Das Projekt vereint vier führende Forscher:
Prof. Leo de Vreede (TU Delft) – Experte für digitale Transmitter-Architekturen
Prof. Rüdiger Quay (Fraunhofer IAF und Professor an der Universität Freiburg) – Spezialist für GaN-Halbleitertechnologie
Prof. Bogdan Staszewski (UCD) – Pionier im Bereich digitale PLLs und Transceiver
Prof. Anding Zhu (UCD) – Experte für digitale Vorverzerrung
Dieses Forschungsteam wird durch vier hochqualifizierte Nachwuchsforschende ergänzt: Dr. Morteza Alavi (TU Delft), Dr. Prof. Masoud Babaie (TU Delft), Dr. Chang Gao (TU Delft), TU Delft und Dr. Thomas Fritzsch (Fraunhofer IZM). Ihr gemeinsames Ziel ist die Entwicklung einer vollständig digitalen Sender-Architektur, die die energieintensivsten Komponenten der drahtlosen Infrastruktur ersetzt: die analog dominierten Basisstationen, die für über 70 Prozent des Energieverbrauchs des Netzwerks verantwortlich sind.
Ein Disruptiver Ansatz für energieeffiziente drahtlose Übertragung
Das Projekt verfolgt einen grundlegend neuen Ansatz: die Co-Integration von fortschrittlichem CMOS (Complementary Metal-Oxide-Semiconductor; komplementäre Metalloxid-Halbleiter) mit einer noch zu entwickelnden segmentierten III-Nitrid (III-N)-Halbleiterplattform. Diese Integration ermöglicht einen vollständig digitalen HF-Sender bestehend aus Tausenden von ultra-schnellen III-N-FET-Bauelementen mit niedrigem Spannungsschwellenwert, die in Switch-Bank-Arrays angeordnet sind. Diese Bauelemente werden mit einer Genauigkeit von Pikosekunden einzeln gesteuert von einer CMOS-Treiberschicht, die über ultra-dichte Flip-Chip-Verbindungen montiert ist.

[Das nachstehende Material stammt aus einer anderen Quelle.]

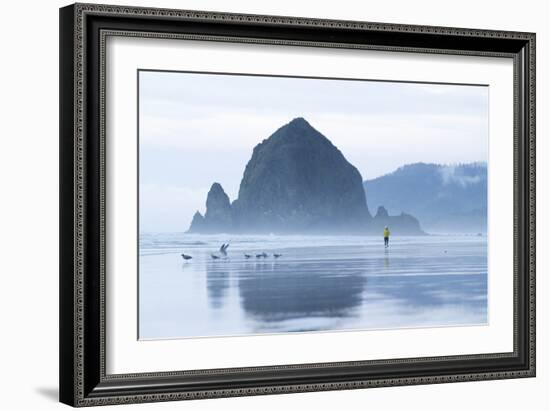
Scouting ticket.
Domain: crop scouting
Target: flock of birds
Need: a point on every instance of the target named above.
(223, 252)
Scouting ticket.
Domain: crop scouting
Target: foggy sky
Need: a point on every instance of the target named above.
(196, 129)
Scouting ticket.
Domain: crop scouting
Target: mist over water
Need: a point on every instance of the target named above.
(320, 283)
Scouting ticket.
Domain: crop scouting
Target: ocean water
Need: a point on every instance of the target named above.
(318, 284)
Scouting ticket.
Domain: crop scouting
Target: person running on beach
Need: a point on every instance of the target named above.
(386, 237)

Diese einzigartige digitale Struktur ermöglicht die gezielte Erzeugung von leistungsstarken, breitbandigen, kohärenten Hochfrequenz-Signalen mit präziser Kontrolle der Amplitude und Phase. Die Plattform wird auch wegweisende neue Techniken zur Steigerung der Energieeffizienz bieten und eine nahtlose Integration von digitaler Signalverarbeitung, Taktgenerierung, Fehlerkorrektur und KI-basierter Signaloptimierung ermöglichen.

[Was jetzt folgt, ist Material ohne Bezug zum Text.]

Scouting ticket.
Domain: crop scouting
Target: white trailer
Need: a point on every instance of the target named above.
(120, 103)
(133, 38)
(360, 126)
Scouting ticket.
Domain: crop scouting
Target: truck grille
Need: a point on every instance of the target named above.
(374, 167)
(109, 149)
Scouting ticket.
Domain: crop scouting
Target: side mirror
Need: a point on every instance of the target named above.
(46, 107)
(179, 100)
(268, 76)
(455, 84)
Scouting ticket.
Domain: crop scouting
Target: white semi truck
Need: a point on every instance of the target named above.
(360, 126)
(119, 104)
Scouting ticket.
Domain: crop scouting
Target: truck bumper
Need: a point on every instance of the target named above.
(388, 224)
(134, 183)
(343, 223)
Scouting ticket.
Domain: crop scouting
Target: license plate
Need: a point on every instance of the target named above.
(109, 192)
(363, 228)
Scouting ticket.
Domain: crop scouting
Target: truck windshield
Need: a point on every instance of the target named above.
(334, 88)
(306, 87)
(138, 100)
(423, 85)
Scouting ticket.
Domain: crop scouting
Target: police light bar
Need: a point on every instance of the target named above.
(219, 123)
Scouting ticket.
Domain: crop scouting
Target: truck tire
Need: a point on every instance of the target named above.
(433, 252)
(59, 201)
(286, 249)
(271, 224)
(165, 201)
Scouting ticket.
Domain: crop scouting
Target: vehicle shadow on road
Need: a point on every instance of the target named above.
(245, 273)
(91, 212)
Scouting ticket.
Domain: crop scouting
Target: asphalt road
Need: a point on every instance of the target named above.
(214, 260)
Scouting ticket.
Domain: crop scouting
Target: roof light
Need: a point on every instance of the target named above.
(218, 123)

Das Disrupt-Projekt hat sich zum Ziel gesetzt, digitale Sender für 5G- und 6G-Anwendungen zu entwickeln. Dabei wird das Konsortium eng mit Partnern aus der Industrie zusammenarbeiten, um einen schnellen Technologietransfer und langfristigen gesellschaftlichen Nutzen zu gewährleisten. Die Vision des Teams ist es, einen neuen globalen Benchmark für energieeffiziente drahtlose Infrastruktur zu setzen, damit zukünftige Mobilfunknetze den steigenden Datenbedarf decken können und gleichzeitig die Umweltbelastung minimiert wird.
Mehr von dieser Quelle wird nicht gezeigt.